This Braided Sweet Sourdough Butter and Egg Bread recipe is so pretty in braid form with a glossy golden brown from the egg wash. It goes perfectly with dinner, or for little finger sandwiches, or the dough can be used as a base for other sweet rolls recipes like Sourdough cinnamon rolls or other filled breads. It really is a scrumptious bread with a soft crumb!
Print Recipe
Sweet Sourdough Butter and Egg Bread on cutting board
Prep Time:30 minutes
Cook Time:15 minutes
Rise Time:6 hours
Total Time:6 hours 45 minutes

Ingredients

Stiff Starter made the night before

  • 50 grams Sourdough Starter
  • 60 grams Water
  • 120 grams Flour
  • 24 grams Sugar
  • 3/4 cup milk
  • 6 Tablespoons butter
  • 1/4 cup sugar
  • All of stiff starter
  • 1 egg
  • 1 ½ teaspoon salt
  • 2 3/4- 3 cups of all purpose flour
  • egg wash - 1 egg 1 T water

Instructions

Make stiff starter the night before.

  • Feed 50 grams of starter 60 grams of water, 120 grams of flour, and 24 grams of sugar.

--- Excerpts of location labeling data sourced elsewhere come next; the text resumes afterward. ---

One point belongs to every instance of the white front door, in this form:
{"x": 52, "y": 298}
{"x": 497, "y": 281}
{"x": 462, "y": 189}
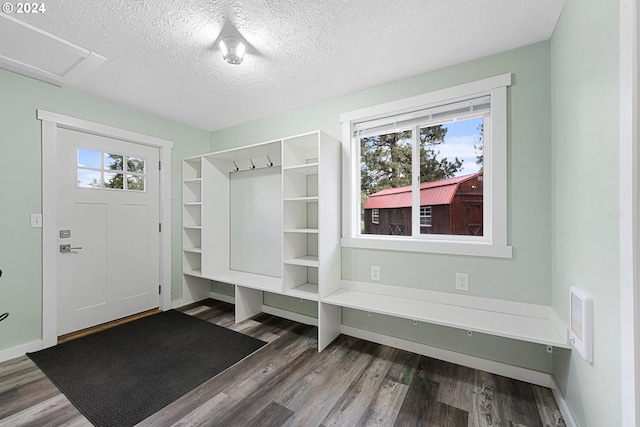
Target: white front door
{"x": 108, "y": 215}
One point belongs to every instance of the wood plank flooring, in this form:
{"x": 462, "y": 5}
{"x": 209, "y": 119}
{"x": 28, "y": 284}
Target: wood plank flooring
{"x": 288, "y": 383}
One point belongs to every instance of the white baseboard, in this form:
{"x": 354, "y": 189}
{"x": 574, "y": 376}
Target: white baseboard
{"x": 21, "y": 350}
{"x": 563, "y": 405}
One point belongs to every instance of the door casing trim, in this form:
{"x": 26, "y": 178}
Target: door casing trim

Instructions for making the bread the next day

  • The next morning your stiff starter will have doubled. It is ready when you see lots of bubbles all around and under the jar and it has double.
  • Scald milk over stove top or microwave.
  • Slice butter and place in heated milk along with the sugar. Stir until butter is melted.
  • Pour milk, melted butter, and white sugar into bowl of your stand mixer. Once your milk mixture has cooled to to below 110 degrees (or is comfortable to your finger), add all of your stiff starter and blend with dough hook to incorporate starter into warm liquid. 
  • Add egg, salt, and flour 1 cup at a time, with the mixer on low speed, until dough pulls away from bowl and is no longer sticking to the sides of the bowl, that will be about 2 3/4 cups.
  • Knead in a stand mixer on medium speed (or turn out on a clean surface if kneading by hand) for 5 minutes until soft and elastic.
  • Form dough into a ball and place dough in a greased large mixing bowl, cover with a tea towel, and let rise until double in a warm place for about 4-8 hours.
  • After the first rise, turn out onto your work surface and let dough rest for 10 minutes. Divide dough into three equal pieces and roll into about 14 inch logs. Place on a baking sheet prepared with a piece of parchment paper or silicone mat and form into a braid. Cover and let rise again for about 2-3 hours.
  • When the braid has doubled in size, brush with egg wash and bake in preheated oven at 375 degrees F for 15-20 minutes or until golden brown.

Notes

Substitutions
Sugar: You can substitute honey or any sweetener of choice
All-purpose flour: You can substitute with bread flour, but you may need to add more water. The bread may end up being a bit less fluffy and more chewy. You can also use wheat flour, but only substitute half of the flour for wheat and the rest all purpose flour.